ChatGPT su Mac ora può leggere e rispondere agli iMessage Apple
OpenAI ha rilasciato un plugin per l’integrazione con l’app Messaggi di Apple, una mossa che, come sottolineato da Bloomberg, potrebbe sollevare significative preoccupazioni in termini di privacy e sicurezza. Attualmente disponibile solo per gli utenti di ChatGPT Work e Codex su Mac, questa nuova funzionalità consente di cercare messaggi, nonché di redigere e inviare risposte tramite il chatbot direttamente dal proprio desktop. Un esempio fornito da OpenAI mostra un utente che chiede a ChatGPT di individuare conversazioni perse il giorno precedente nella sua app Messaggi, per poi utilizzare il chatbot per formulare e spedire la sua risposta.

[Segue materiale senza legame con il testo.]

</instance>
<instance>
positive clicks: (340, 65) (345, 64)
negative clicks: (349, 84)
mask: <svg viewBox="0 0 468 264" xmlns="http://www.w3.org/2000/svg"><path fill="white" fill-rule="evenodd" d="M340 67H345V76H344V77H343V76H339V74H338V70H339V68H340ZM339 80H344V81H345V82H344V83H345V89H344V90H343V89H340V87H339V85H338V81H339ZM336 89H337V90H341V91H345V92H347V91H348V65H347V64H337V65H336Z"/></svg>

La funzionalità è, almeno, di tipo “opt-in”, il che significa che gli utenti devono attivarla esplicitamente. Bloomberg ha dettagliato i passaggi necessari: gli utenti dovranno innanzitutto autorizzare ChatGPT ad accedere alla cronologia dei Messaggi sul proprio Mac quando appare la schermata delle autorizzazioni durante il processo di configurazione. Verrà inoltre loro richiesto di modificare le preferenze sulla privacy nelle Impostazioni di Sistema del Mac per concedere a ChatGPT l’accesso completo al disco. Ulteriormente, sarà necessario fornire a ChatGPT l’accesso ai nomi dei propri contatti e agli strumenti di automazione. In sintesi, l’installazione del plugin non potrà avvenire per errore o in modo involontario.
Non è ancora chiaro se OpenAI abbia collaborato con Apple per lo sviluppo di questo plugin, ma la casa di Cupertino ha una storia ben nota di interruzione dell’accesso di terze parti ai suoi servizi quando queste non ottengono un’autorizzazione preventiva. Nel 2024, ad esempio, Apple ha ripetutamente disabilitato l’accesso dell’app di chat Beeper Mini a iMessage, finché Beeper non ha rinunciato a implementare soluzioni che ripristinavano l’integrazione. Vale anche la pena notare che Apple e OpenAI non sono esattamente in buoni rapporti ultimamente. A luglio, Apple ha citato in giudizio OpenAI, accusandola di furto di segreti commerciali e sostenendo che OpenAI avrebbe assunto specificamente i suoi dipendenti con lo scopo di ottenere informazioni aziendali riservate.